Sep 25, 2008 20:28
dinner and too much wine with the ex boyfriend makes for an entirely too contemplative emerald.
to have a consistent conversation through the car ride there, the salad, the wine, the dinner, the dessert, the ride back.
what am i looking for. honestly.
he and i were very honest with each other again tonight.
he said something silly and i said 'hey its not my fault you're insane'
and he said 'i could argue that.'
and i just took a gulp of wine and laughed.
he made a motion and then caught himself, i asked what he was doing and he confessed he had almost scooped up some of the dessert and fed it to me.

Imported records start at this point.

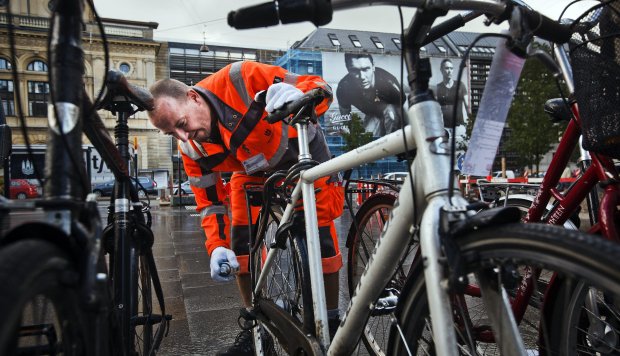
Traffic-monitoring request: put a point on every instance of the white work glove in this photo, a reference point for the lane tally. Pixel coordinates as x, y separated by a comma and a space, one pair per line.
279, 94
221, 256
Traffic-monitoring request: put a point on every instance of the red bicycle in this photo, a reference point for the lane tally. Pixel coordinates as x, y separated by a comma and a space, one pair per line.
594, 123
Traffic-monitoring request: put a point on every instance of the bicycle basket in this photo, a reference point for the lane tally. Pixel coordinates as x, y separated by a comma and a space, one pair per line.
595, 57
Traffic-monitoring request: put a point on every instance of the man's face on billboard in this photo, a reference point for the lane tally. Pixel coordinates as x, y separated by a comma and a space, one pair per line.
363, 70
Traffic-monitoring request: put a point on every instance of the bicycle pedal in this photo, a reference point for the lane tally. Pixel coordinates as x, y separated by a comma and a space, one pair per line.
151, 319
247, 319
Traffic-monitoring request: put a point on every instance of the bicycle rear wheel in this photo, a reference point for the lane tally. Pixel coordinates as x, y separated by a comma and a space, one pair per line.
39, 302
286, 292
363, 236
560, 258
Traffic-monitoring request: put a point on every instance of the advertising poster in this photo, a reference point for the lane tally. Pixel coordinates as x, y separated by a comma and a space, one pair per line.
369, 85
443, 83
366, 84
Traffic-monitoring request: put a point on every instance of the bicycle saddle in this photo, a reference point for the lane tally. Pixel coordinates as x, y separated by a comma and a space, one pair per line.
119, 90
558, 110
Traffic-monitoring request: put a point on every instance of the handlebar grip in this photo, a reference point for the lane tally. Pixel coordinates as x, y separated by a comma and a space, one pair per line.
314, 96
319, 12
546, 28
117, 84
262, 15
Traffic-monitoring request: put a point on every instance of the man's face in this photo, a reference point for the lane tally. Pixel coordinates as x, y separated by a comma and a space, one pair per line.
446, 70
183, 119
363, 70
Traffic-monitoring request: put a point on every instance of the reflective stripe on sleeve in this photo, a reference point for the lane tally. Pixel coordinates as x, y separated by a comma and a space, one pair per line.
213, 210
237, 80
204, 181
290, 78
188, 149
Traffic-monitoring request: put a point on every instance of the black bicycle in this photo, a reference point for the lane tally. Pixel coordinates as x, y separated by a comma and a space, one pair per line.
71, 286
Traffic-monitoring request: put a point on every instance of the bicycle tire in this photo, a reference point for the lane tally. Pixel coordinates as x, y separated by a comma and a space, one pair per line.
142, 308
571, 254
287, 287
41, 294
363, 235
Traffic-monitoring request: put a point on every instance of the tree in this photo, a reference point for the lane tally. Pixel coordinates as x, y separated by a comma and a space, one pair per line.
357, 135
532, 133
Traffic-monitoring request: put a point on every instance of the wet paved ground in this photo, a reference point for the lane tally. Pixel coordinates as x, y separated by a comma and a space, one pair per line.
204, 312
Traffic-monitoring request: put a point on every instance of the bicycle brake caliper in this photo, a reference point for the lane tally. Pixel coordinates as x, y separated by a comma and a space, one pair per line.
448, 217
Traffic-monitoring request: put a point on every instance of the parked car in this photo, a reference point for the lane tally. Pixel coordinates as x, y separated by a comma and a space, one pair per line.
509, 174
148, 184
22, 189
105, 188
396, 175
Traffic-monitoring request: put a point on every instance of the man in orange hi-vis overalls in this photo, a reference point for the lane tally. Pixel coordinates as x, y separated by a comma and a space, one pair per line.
220, 129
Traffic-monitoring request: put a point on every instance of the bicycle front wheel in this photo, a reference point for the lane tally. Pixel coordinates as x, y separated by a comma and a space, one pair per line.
548, 258
142, 309
286, 292
363, 236
42, 313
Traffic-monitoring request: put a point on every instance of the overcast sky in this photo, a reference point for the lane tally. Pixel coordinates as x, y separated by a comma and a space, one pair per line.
191, 20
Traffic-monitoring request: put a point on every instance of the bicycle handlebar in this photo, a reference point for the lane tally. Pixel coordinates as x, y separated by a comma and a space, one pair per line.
320, 12
313, 96
271, 13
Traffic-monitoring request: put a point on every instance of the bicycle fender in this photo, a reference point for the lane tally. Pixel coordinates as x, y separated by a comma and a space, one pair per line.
43, 231
485, 219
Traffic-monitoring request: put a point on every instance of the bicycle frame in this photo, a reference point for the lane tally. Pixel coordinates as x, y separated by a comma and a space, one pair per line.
427, 196
597, 169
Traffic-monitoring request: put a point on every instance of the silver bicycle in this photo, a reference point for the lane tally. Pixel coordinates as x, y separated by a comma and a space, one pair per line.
482, 283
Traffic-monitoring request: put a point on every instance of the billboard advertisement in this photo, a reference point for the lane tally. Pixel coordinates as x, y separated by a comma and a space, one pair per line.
370, 85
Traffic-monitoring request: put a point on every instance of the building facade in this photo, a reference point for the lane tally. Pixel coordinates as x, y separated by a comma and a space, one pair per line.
131, 49
324, 52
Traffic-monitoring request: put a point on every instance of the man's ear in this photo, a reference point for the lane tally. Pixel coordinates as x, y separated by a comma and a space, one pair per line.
192, 95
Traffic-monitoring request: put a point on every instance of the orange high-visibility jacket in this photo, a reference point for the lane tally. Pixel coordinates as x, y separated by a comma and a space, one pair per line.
241, 140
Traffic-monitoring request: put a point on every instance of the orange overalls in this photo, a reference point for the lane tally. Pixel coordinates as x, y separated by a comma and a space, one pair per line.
243, 143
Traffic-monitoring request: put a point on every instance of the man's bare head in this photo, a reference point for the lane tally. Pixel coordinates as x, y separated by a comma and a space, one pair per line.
180, 111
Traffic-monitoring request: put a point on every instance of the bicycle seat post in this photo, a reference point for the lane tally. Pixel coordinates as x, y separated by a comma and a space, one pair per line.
312, 232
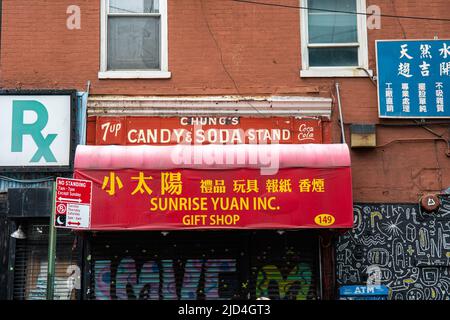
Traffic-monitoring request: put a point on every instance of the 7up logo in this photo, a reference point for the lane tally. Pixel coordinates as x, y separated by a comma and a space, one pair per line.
35, 130
21, 129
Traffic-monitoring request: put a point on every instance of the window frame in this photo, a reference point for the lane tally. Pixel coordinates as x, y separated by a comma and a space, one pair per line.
162, 73
362, 70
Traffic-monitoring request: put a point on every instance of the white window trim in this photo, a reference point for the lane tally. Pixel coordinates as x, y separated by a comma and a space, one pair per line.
104, 73
329, 72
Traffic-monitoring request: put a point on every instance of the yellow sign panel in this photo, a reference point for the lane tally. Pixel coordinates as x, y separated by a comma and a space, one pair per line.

another gulp of wine and another bout of laughter.
and this makes me think.
is it the fact that he is married and we know we're both off limits? is it the reason i left him? is it the reason he joined the military and came to malmstrom?

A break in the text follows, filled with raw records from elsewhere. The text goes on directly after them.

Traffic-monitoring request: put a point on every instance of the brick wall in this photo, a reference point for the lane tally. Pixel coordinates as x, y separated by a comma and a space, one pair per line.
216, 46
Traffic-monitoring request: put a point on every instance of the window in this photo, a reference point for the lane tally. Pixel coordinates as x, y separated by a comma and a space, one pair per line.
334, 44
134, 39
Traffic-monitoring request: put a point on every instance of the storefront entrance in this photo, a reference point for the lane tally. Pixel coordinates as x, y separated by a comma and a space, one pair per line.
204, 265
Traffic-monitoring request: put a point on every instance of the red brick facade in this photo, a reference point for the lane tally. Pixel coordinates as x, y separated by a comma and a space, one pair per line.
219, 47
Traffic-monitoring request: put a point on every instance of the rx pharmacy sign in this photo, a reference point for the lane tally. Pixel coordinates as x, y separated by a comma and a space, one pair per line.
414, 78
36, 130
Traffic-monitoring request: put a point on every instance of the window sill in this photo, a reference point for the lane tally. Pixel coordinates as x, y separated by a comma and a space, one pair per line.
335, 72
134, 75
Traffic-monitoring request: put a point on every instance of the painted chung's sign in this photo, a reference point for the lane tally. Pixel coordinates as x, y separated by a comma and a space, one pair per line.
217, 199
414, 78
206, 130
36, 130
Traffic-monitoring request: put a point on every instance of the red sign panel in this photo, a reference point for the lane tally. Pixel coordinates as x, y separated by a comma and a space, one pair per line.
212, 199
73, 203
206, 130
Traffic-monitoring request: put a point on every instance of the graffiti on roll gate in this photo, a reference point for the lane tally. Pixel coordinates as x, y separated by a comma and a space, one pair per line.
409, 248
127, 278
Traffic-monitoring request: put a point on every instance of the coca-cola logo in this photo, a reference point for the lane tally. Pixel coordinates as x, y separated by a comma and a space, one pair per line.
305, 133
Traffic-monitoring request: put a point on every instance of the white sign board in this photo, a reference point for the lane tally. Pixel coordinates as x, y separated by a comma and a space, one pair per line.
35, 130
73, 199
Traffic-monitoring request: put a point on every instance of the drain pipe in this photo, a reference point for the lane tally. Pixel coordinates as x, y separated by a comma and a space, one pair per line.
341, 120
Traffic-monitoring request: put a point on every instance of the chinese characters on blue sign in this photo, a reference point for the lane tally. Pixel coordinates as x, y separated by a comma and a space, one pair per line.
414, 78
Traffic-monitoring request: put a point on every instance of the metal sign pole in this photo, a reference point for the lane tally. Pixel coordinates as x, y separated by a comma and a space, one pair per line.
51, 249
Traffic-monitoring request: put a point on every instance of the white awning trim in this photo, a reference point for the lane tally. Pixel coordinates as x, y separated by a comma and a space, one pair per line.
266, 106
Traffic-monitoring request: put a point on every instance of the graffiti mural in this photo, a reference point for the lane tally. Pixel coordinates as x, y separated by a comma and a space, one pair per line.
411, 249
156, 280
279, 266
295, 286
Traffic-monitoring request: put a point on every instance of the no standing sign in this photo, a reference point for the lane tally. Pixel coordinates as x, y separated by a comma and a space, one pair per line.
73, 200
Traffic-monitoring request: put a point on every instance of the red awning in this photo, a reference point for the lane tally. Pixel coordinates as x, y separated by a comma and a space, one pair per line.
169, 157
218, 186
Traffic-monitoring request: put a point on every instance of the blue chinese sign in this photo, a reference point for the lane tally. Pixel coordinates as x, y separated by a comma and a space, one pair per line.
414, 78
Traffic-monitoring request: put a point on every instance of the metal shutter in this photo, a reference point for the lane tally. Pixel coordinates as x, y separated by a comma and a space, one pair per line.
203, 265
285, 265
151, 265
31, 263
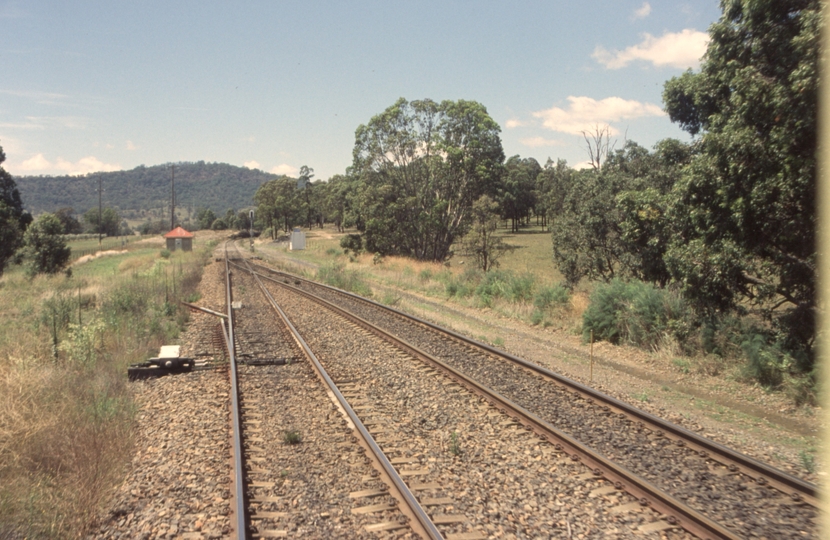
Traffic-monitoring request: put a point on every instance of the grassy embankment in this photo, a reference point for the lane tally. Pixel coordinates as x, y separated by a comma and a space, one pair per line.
67, 410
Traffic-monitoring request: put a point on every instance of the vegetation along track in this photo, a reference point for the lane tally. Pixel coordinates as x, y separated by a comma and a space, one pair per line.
304, 470
476, 470
747, 497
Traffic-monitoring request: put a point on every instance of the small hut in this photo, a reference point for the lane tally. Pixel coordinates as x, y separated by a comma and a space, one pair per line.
179, 238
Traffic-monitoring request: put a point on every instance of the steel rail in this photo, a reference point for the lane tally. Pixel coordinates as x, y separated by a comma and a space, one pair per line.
676, 512
423, 524
238, 467
762, 473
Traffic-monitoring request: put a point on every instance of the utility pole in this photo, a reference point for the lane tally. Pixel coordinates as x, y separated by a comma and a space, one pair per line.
100, 221
172, 197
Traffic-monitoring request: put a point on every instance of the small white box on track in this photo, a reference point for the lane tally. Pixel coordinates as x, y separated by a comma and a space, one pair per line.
170, 351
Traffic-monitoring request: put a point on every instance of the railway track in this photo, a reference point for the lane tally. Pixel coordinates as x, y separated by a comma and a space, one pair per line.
504, 455
740, 496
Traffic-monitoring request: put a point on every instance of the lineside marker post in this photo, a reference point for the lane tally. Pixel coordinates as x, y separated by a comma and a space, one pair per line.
591, 378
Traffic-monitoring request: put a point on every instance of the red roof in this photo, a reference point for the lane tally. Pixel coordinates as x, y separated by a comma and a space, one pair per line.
178, 232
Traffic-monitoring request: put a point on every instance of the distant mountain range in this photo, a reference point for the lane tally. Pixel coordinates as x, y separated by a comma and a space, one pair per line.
145, 191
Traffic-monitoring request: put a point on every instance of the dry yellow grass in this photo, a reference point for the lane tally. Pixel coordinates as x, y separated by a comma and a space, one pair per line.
65, 419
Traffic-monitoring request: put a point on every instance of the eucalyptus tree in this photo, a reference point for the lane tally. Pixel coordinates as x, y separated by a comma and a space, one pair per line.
746, 210
517, 196
420, 166
13, 219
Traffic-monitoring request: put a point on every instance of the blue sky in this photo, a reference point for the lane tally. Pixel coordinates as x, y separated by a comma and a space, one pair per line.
96, 86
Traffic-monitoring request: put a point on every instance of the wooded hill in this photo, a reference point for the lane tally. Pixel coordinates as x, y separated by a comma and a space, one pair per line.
145, 191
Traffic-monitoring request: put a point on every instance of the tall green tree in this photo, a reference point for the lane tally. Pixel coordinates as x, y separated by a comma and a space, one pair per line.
552, 184
13, 220
517, 196
421, 165
279, 205
46, 250
481, 243
70, 223
746, 210
204, 218
612, 222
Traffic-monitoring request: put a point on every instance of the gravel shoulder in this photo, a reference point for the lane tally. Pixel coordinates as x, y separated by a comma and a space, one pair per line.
765, 425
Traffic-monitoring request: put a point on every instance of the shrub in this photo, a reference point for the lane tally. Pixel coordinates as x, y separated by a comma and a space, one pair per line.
349, 280
765, 363
353, 243
548, 297
505, 284
635, 312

he tells me how torn he is about me moving and i tell him how torn i am about reenlisting and he tells me how torn he is about his wife and i tell him how torn i am about oli and we are just both torn and conflicted and perfect in our friendship that we both know its not worth messing up for a moment, for a feeling, for a chance, for an ideal.
and after this dinner with a reminiscent love, an old friend calls me from iowa. one i was best friends with in iowa in middle school. she found me on myspace, we exchanged numbers.
we talked about being 21, we talked about how her child is in kindergarten now, the child she had at 16.
and i step back and look at my life and think its not so bad.
i think i have someone that truly cares about me, someone who cares about me whom i care about deeply as well. someone with whom i can envision the next 50 years of my life.
and then there is john. and then there is ally. and then there is the old emerald and then there is me.
and if i had the time to process it, i could have loved john and been with john for my entire life, but i don't know if that is true or if i only feel that because of the sense of loss that comes with him being married and unavailable.
i wouldn't have probably stopped being stubborn if he hadn't moved on.
but now i have someone. for the first time since john i have someone that i feel like i can fall in love with. someone i can be happy with even if its not delirious. because i'm older and wiser and all the bullshit we tell ourselves and each other every day just so we can get by without so many fucking regrets. and it doesnt matter how or why i try to justify it, nothing compares to the feeling of being in his arms. nothing compares to the feeling i got when i opened the package he sent me after only a few days of being away. nothing compares.
but in the same right nothing compares to john and who i was with john and who i am with john. but at the same time nothing compares to who i am with amber, or ally, or my parents. these are all things i need to separate from everyone else. separate from myself.
nothing is what it seems or seemed or will seem. or will be for that matter.
i am with oli and i am very emotionally invested in oli. i'm not with john and i'm not emotionally invested in john. i appreciate his company but the whole time i was just like 'what if this was oli.'
and i liked the idea. but i didn't like the truth.
and i didnt like how much i liked that it was john.
but it doesnt change what i feel for oli. and that is the hardest part right now. is feeling something so nostalgic and something so expired for someone, when i have such an amazing person right in front of me.
and i know the night would have been different if oli was waiting at home. but he wasn't.
its so easy for me to separate myself from everything in just a moment.
in just a week of sleeping alone, i am suddenly alone again.
but the moment he is home, the moment he is back in my arms, back in my grasp, nothing else will matter.
but i don't like the frailty there.
i don't like the way i separate things.
because if didn't separate things i'd feel guilty. but i don't and i don't feel any reason to.
... i just can't wait til he is home. because he is reliable, he is tangible and he makes me happy.
and i dont make myself happy. no one else does. but with him i have a calm sense of belonging. a calm sense of adoring, a calm sense of myself.
and i haven't felt that for entirely too long.
i'd rather have a calm version of something real than an intense version of something unreal.